CarMax Inc., the world’s largest used-car dealer, reported one of the largest stock price gains on Wall Street yesterday.

The Richmond-based company reported net earnings of 54 percent on greater-than-expected sales, sending its stock price up 7 percent.

Net income for the first quarter ended May 31 rose to $56.8 million (53 cents per diluted share) from $37 million (35 cents) a year ago.

Wall Street analysts were expecting 38 cents per share.

The company sales were higher than even they expected, and the quarter looked better when compared with a volatile quarter a year ago.

“The stronger traffic in our stores was complemented by increased traffic on Carmax.com,” said Austin Ligon, president and chief executive officer of CarMax, in a conference call with investors.

It was complemented by “the return to a less volatile, more normal sales pattern than we’ve seen in the first quarter the past two years.”

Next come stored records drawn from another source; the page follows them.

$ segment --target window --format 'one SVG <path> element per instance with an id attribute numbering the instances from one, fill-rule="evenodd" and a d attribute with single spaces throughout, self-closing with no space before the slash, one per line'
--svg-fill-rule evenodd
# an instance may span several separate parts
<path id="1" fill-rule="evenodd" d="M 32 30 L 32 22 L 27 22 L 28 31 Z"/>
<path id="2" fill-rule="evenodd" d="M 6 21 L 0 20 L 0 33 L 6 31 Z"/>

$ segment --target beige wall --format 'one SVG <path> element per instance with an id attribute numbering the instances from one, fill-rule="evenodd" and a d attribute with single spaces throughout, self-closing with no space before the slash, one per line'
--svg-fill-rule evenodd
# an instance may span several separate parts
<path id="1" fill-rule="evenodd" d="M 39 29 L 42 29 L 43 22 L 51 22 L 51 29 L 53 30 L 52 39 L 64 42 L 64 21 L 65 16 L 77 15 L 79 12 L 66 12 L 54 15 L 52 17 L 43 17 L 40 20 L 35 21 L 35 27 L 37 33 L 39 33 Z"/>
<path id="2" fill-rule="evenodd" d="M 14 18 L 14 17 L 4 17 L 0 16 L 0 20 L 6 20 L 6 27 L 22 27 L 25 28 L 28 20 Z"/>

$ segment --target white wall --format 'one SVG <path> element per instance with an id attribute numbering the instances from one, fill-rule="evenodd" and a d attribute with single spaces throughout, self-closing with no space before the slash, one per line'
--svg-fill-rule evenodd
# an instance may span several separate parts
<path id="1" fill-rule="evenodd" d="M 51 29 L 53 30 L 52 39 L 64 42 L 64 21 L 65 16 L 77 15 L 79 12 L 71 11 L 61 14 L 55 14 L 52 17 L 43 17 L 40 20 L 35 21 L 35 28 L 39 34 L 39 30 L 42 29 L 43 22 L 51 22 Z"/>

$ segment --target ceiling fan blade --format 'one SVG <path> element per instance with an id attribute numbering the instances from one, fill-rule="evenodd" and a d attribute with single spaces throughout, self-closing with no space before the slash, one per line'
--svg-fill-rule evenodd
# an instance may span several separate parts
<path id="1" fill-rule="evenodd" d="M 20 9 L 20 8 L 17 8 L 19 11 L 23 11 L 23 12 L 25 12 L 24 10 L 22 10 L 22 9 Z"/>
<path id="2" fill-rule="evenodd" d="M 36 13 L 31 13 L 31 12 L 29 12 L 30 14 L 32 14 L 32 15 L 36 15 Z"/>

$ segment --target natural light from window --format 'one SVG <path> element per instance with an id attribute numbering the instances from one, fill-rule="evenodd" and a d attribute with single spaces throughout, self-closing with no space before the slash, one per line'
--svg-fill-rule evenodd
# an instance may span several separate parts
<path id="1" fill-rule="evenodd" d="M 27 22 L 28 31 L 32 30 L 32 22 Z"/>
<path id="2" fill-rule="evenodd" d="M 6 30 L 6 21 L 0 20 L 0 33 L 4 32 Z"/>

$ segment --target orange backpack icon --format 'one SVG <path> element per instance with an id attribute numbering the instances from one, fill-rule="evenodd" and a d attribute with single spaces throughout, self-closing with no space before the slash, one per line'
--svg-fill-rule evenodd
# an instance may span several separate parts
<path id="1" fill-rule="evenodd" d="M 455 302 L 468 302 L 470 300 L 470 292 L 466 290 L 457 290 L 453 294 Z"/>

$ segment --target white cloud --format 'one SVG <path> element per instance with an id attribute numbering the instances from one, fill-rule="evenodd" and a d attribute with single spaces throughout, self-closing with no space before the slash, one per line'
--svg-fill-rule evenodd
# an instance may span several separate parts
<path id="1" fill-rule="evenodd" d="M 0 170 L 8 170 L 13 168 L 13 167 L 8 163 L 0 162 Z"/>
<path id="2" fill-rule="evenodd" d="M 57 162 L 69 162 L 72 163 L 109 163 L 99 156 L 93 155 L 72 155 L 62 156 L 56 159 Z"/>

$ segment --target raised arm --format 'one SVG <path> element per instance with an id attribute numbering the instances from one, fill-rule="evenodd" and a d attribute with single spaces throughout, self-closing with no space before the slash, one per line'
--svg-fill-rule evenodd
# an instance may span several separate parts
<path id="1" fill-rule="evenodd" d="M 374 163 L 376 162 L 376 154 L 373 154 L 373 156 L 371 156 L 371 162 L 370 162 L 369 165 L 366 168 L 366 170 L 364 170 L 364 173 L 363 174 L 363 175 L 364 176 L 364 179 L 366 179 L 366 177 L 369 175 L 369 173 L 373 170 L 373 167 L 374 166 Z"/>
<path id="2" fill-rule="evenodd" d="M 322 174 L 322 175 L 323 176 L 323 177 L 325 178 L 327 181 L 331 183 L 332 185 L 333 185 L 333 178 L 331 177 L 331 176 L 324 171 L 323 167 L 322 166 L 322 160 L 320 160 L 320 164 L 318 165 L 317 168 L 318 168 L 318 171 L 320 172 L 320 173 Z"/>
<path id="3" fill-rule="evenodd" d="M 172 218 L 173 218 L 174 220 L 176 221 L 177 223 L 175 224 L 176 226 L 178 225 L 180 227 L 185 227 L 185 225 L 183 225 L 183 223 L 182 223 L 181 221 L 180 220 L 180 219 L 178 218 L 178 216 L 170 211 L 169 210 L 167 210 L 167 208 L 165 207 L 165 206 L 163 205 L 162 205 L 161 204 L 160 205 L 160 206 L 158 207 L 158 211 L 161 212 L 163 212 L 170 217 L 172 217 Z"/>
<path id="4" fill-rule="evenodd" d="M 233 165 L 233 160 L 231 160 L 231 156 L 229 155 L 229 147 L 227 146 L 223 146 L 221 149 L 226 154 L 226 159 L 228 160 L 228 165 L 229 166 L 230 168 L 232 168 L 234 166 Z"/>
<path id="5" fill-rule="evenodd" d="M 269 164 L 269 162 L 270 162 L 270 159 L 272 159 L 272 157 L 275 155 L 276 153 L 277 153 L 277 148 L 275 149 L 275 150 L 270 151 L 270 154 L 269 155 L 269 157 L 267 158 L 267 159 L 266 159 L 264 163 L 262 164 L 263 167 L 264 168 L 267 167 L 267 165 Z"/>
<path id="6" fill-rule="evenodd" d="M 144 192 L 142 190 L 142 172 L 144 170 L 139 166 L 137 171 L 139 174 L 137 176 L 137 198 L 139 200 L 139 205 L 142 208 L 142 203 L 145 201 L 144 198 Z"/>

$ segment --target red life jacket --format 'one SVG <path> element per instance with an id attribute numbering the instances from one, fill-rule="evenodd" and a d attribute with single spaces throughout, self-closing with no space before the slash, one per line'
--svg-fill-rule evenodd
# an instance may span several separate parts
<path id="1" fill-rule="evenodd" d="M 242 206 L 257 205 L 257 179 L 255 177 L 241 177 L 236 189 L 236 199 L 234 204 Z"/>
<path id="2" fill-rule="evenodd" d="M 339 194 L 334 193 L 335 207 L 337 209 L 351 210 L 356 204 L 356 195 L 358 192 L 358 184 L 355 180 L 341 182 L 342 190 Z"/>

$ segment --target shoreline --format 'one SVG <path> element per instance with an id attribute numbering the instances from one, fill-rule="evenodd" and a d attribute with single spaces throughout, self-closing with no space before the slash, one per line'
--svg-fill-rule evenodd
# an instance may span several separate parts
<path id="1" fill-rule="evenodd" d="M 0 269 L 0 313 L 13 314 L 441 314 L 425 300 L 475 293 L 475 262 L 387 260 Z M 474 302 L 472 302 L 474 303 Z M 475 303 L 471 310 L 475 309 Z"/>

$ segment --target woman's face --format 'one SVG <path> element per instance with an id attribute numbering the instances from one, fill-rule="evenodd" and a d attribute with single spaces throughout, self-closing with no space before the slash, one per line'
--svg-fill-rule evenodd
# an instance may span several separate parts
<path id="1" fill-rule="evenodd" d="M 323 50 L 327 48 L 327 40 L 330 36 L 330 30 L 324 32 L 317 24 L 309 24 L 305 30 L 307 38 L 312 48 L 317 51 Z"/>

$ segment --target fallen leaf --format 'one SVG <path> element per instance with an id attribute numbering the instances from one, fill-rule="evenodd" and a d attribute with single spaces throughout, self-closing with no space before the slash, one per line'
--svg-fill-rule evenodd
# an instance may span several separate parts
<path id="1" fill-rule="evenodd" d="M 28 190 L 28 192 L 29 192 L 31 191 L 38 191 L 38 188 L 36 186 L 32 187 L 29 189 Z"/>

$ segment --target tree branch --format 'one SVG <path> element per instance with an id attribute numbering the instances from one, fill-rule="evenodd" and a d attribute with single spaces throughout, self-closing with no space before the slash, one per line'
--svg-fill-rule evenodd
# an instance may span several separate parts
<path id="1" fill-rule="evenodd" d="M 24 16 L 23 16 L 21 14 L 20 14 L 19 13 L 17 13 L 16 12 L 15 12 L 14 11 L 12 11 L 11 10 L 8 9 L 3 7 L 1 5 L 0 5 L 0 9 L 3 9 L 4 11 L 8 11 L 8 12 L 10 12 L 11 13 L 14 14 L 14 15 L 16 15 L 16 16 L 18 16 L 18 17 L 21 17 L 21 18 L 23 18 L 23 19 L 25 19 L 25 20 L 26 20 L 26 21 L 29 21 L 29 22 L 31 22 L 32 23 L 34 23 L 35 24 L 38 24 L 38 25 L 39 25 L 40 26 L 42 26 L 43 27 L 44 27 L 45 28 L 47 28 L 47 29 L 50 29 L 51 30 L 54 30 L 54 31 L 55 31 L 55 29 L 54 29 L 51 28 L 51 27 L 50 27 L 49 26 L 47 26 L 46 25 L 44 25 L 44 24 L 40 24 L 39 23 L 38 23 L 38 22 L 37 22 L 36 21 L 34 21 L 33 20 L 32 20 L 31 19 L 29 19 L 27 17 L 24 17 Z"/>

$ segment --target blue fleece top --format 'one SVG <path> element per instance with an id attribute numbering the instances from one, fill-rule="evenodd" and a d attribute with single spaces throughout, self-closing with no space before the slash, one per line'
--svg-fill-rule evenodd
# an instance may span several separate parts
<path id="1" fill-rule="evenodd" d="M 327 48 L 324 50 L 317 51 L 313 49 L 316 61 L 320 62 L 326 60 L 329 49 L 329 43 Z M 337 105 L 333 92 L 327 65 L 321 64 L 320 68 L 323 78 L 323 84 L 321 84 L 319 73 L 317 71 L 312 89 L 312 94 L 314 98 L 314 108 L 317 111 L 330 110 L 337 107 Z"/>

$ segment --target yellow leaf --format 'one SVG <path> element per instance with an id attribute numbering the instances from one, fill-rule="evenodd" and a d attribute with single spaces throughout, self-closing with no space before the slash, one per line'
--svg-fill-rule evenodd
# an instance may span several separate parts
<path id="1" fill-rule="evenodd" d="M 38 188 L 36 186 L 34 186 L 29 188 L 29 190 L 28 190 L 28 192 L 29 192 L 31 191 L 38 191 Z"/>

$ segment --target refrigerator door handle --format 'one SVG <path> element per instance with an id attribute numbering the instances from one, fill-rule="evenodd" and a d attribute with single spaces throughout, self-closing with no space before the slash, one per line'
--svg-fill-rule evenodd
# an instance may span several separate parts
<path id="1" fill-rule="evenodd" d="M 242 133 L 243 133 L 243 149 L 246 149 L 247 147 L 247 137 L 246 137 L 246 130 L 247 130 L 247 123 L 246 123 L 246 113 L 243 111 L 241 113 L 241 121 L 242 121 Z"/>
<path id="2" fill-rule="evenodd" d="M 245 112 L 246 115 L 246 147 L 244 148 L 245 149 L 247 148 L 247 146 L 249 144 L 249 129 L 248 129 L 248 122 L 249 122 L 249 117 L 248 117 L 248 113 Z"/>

While used-car sales rose 21 percent during the quarter to $1.2 billion, new-car sales fell 11 percent to $134 million, with most of the drop in cars from U.S. automakers.

The company said it now expects its year-end income to be at the high end of its original forecast of $1.25 to $1.47 per share, but warned that it doesn’t know what the rest of the year holds.

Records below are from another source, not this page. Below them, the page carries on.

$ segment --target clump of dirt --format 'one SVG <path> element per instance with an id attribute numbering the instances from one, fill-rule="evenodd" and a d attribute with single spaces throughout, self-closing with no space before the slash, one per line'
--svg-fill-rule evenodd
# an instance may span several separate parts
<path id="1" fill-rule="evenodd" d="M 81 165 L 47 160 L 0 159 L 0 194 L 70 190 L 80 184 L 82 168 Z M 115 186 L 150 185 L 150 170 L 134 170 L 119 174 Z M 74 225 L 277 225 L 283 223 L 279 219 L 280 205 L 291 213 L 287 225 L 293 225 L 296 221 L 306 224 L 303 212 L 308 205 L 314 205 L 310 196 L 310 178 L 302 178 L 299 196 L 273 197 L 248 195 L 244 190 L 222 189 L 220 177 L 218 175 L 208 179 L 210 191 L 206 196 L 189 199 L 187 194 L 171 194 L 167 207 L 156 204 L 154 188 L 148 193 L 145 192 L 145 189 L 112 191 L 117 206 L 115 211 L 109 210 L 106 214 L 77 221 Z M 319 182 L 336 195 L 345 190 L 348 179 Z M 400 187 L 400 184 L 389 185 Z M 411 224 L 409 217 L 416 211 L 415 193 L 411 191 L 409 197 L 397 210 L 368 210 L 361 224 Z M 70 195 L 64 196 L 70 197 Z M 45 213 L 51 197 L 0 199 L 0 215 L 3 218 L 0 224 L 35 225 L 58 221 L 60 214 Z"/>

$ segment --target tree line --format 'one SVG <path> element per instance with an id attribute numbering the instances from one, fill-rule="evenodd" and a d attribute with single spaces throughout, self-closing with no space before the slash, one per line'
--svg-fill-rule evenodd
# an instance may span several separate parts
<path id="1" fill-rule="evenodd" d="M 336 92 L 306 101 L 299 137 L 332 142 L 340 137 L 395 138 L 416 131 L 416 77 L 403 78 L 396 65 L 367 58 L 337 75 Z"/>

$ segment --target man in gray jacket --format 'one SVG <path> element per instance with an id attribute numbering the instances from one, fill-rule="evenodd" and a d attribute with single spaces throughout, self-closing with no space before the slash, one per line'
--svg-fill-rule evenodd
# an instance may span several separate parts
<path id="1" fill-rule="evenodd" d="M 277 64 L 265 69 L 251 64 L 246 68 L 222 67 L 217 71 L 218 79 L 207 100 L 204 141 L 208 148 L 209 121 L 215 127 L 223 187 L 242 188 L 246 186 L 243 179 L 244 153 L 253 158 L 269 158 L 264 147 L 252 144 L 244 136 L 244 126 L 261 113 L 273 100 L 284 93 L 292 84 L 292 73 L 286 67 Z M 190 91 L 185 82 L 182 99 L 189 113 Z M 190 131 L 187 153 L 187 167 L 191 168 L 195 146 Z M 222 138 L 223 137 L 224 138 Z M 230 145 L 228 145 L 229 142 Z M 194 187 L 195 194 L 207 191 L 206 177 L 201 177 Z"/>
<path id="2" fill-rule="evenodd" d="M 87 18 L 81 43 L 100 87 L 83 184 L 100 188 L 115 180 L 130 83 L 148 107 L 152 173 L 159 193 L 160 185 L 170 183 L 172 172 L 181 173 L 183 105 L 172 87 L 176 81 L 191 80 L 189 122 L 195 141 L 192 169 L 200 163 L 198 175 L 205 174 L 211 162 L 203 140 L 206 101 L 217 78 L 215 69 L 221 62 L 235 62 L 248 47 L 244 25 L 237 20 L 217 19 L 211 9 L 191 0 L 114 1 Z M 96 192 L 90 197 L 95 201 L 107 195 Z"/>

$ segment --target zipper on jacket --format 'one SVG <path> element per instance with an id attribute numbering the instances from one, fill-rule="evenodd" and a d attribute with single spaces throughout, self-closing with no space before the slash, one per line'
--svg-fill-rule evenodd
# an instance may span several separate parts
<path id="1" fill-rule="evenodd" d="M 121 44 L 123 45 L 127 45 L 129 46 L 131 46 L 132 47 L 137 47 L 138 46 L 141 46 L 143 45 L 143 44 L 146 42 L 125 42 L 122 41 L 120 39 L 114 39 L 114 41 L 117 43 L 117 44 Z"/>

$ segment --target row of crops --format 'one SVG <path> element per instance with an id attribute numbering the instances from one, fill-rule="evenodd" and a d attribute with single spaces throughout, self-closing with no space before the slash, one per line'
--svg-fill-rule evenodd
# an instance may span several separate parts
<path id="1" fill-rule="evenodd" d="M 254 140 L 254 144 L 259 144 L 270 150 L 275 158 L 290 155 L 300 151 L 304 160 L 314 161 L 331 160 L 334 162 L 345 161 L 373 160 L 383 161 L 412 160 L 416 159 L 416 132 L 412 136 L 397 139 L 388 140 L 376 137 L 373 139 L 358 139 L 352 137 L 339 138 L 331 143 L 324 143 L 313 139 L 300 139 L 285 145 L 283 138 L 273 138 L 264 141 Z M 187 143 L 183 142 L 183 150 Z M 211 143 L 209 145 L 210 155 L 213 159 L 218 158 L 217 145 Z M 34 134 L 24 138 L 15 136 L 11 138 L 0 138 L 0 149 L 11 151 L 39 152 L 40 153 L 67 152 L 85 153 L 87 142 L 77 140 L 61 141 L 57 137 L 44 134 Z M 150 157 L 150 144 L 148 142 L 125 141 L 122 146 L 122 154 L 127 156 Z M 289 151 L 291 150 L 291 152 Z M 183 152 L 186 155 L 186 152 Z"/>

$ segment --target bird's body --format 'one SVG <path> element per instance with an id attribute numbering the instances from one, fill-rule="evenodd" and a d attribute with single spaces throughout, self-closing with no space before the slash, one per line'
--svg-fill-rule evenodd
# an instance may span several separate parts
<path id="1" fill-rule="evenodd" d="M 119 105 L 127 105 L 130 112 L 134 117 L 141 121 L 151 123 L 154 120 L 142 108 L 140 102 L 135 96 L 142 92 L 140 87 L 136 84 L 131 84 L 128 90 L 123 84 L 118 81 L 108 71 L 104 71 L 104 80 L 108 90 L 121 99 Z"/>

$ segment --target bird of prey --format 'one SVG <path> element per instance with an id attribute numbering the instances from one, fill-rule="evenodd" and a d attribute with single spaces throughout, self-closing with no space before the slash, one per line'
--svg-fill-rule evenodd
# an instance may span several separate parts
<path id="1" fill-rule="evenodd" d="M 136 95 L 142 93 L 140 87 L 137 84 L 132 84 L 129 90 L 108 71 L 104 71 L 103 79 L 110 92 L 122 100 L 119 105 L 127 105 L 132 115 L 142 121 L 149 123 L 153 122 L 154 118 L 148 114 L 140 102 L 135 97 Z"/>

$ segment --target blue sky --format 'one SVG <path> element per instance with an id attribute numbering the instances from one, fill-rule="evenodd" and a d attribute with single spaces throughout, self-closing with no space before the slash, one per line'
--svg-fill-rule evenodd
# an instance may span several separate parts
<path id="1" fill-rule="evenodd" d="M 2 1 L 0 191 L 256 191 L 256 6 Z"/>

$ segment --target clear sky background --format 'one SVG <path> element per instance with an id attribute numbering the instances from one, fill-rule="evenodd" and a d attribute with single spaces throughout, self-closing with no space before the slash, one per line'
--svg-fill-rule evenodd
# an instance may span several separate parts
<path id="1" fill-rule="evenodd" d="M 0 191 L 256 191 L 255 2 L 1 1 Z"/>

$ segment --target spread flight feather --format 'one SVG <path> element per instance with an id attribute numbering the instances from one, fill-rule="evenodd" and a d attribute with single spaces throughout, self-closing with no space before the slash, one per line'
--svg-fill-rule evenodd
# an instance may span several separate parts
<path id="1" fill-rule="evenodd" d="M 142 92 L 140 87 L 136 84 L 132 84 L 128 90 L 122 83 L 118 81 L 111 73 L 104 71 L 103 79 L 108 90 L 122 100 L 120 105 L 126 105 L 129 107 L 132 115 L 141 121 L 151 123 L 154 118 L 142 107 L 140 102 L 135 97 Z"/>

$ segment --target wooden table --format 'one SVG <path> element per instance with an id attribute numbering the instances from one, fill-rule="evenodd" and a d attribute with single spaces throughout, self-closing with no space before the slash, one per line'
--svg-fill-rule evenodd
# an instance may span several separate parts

The earnings announcement was enough for William Blair & Co. research analyst Sharon Zackfia to boost her estimate from $1.38 to $1.55.

Ms. Zackfia said the sales consistency during the quarter suggests that the bump could continue throughout the summer.

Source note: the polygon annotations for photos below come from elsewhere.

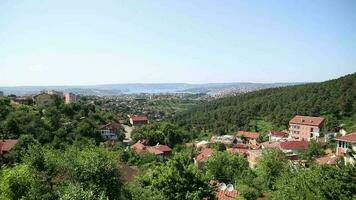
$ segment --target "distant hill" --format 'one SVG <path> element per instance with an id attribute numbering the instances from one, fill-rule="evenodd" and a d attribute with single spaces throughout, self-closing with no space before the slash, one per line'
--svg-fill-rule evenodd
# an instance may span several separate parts
<path id="1" fill-rule="evenodd" d="M 6 95 L 28 95 L 42 90 L 58 90 L 74 92 L 81 95 L 117 96 L 137 93 L 211 93 L 216 94 L 226 89 L 258 90 L 263 88 L 295 85 L 298 83 L 133 83 L 133 84 L 107 84 L 88 86 L 19 86 L 0 87 Z"/>
<path id="2" fill-rule="evenodd" d="M 195 106 L 174 120 L 188 129 L 222 134 L 237 129 L 253 129 L 251 121 L 254 120 L 286 128 L 296 114 L 322 115 L 327 117 L 330 129 L 340 123 L 347 123 L 351 127 L 349 129 L 354 129 L 355 111 L 356 73 L 321 83 L 264 89 L 221 98 Z"/>

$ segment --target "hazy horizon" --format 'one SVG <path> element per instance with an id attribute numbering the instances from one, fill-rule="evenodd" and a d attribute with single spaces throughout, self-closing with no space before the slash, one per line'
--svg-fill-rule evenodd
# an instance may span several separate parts
<path id="1" fill-rule="evenodd" d="M 356 2 L 1 1 L 0 86 L 304 83 L 356 71 Z"/>

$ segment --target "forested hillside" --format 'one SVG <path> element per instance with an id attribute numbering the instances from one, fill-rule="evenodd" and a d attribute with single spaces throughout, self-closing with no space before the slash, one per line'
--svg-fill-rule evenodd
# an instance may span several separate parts
<path id="1" fill-rule="evenodd" d="M 324 116 L 327 128 L 340 124 L 356 131 L 356 73 L 322 83 L 266 89 L 198 105 L 177 116 L 188 129 L 217 134 L 237 129 L 256 129 L 256 124 L 286 128 L 296 114 Z M 258 130 L 257 130 L 258 131 Z"/>

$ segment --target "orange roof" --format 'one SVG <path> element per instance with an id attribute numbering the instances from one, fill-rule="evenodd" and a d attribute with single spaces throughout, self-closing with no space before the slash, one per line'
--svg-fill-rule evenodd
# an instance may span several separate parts
<path id="1" fill-rule="evenodd" d="M 285 142 L 281 142 L 280 146 L 282 149 L 295 149 L 295 150 L 307 149 L 309 146 L 309 142 L 304 140 L 285 141 Z"/>
<path id="2" fill-rule="evenodd" d="M 17 140 L 0 140 L 0 154 L 9 152 L 17 144 Z"/>
<path id="3" fill-rule="evenodd" d="M 256 132 L 249 132 L 249 131 L 238 131 L 237 137 L 241 137 L 241 136 L 244 136 L 248 139 L 257 139 L 260 137 L 260 134 Z"/>
<path id="4" fill-rule="evenodd" d="M 216 192 L 216 199 L 217 200 L 234 200 L 236 197 L 238 197 L 240 194 L 237 190 L 219 190 Z"/>
<path id="5" fill-rule="evenodd" d="M 156 155 L 170 154 L 172 149 L 167 145 L 146 146 L 144 141 L 138 141 L 131 146 L 136 153 L 153 153 Z"/>
<path id="6" fill-rule="evenodd" d="M 289 124 L 301 124 L 309 126 L 318 126 L 320 127 L 324 123 L 323 117 L 311 117 L 311 116 L 301 116 L 296 115 L 289 121 Z"/>
<path id="7" fill-rule="evenodd" d="M 338 137 L 338 138 L 336 138 L 336 140 L 356 143 L 356 132 Z"/>
<path id="8" fill-rule="evenodd" d="M 326 155 L 320 158 L 315 159 L 315 162 L 318 165 L 335 165 L 336 161 L 339 159 L 340 157 L 336 156 L 336 155 Z"/>
<path id="9" fill-rule="evenodd" d="M 271 131 L 271 135 L 274 137 L 286 137 L 288 133 L 283 131 Z"/>
<path id="10" fill-rule="evenodd" d="M 148 121 L 148 118 L 145 115 L 131 115 L 130 118 L 134 122 Z"/>
<path id="11" fill-rule="evenodd" d="M 148 146 L 147 147 L 147 152 L 153 153 L 156 155 L 161 155 L 161 154 L 169 154 L 172 152 L 172 149 L 169 148 L 167 145 L 156 145 L 156 146 Z"/>
<path id="12" fill-rule="evenodd" d="M 214 155 L 214 150 L 210 148 L 203 149 L 200 154 L 196 157 L 196 160 L 199 162 L 206 161 L 210 156 Z"/>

“Their comparisons get tougher in August,” she said.

“We expect some deceleration in sales, but on an absolute basis, [management said] their sales trends were consistent in the May quarter. It didn’t sound like anything was tapering off.”

Ms. Zackfia does not own stock in CarMax, but William Blair & Co. owns more than 1 percent of the company’s stock.

CarMax also got some help this quarter from the new-car market, which didn’t participate in the frenzied incentive pricing that it used previously, such as the “employee pricing” deals last summer, said William R. Armstrong, vice president and senior analyst at CL King & Associates in Albany, N.Y.

“Incentive activity was not as intense or unpredictable as a year ago, which made for a more orderly price market for used cars,” he said. “In that environment, they’re better able to handle the business.”

Neither he nor CL King & Associates owns stock or has an investment-banking relationship with CarMax.

The earnings news sent CarMax’s stock up $2.39 yesterday to close at $33.89 on the New York Stock Exchange.